[<prev] [next>] [<thread-prev] [thread-next>] [day] [month] [year] [list]
Message-ID: <6ce32759-ea83-ee79-33d3-237737f7b866@arm.com>
Date: Mon, 1 Apr 2019 20:12:03 +0100
From: Robin Murphy <robin.murphy@....com>
To: Rob Herring <robh@...nel.org>, dri-devel@...ts.freedesktop.org
Cc: linux-kernel@...r.kernel.org, linux-arm-kernel@...ts.infradead.org,
Will Deacon <will.deacon@....com>,
Joerg Roedel <joro@...tes.org>,
iommu@...ts.linux-foundation.org,
Maarten Lankhorst <maarten.lankhorst@...ux.intel.com>,
Maxime Ripard <maxime.ripard@...tlin.com>,
Sean Paul <sean@...rly.run>, David Airlie <airlied@...ux.ie>,
Daniel Vetter <daniel@...ll.ch>,
Alyssa Rosenzweig <alyssa@...enzweig.io>,
Lyude Paul <lyude@...hat.com>, Eric Anholt <eric@...olt.net>,
Neil Armstrong <narmstrong@...libre.com>,
"Marty E . Plummer" <hanetzer@...rtmail.com>,
Tomeu Vizoso <tomeu.vizoso@...labora.com>
Subject: Re: [PATCH v2 3/3] drm/panfrost: Add initial panfrost driver
On 01/04/2019 08:47, Rob Herring wrote:
> This adds the initial driver for panfrost which supports Arm Mali
> Midgard and Bifrost family of GPUs. Currently, only the T860 and
> T760 Midgard GPUs have been tested.
FWIW, on an antique T624 (Juno) it seems to work no worse than the kbase
driver plus panfrost-nondrm, which is to say it gets far enough to prove
that the userspace definitely doesn't support T624 (kmscube manages to
show a grey background, but the GPU is constantly falling over with page
faults trying to dereference address 0 - for obvious reasons I'm not
going to get any further involved in debugging that).

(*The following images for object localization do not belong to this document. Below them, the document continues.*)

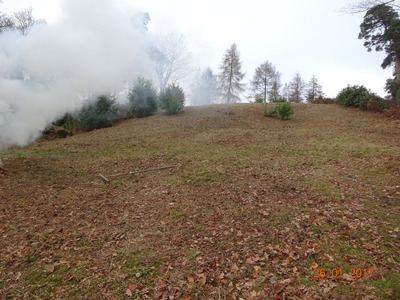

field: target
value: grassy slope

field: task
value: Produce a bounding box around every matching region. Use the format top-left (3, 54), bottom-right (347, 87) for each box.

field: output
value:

A couple of discoveries and general observations below.
> v2:
> - Add GPU reset on job hangs (Tomeu)
> - Add RuntimePM and devfreq support (Tomeu)

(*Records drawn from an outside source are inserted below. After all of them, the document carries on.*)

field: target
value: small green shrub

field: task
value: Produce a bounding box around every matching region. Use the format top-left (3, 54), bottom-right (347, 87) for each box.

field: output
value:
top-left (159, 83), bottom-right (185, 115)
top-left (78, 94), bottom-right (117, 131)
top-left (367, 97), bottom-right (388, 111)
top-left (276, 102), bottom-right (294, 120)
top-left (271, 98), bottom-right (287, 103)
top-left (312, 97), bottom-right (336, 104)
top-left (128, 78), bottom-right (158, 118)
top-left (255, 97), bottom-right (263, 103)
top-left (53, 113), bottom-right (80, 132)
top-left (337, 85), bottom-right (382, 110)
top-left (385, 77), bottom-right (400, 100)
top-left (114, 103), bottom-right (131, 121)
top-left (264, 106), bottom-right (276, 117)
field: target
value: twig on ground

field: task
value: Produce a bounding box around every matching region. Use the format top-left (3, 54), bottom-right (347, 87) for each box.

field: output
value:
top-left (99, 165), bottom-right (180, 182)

> - Fix T760 support (Tomeu)
> - Add a TODO file (Rob, Tomeu)
> - Support multiple in fences (Tomeu)
> - Drop support for shared fences (Tomeu)
> - Fill in MMU de-init (Rob)
> - Move register definitions back to single header (Rob)
> - Clean-up hardcoded job submit todos (Rob)
> - Implement feature setup based on features/issues (Rob)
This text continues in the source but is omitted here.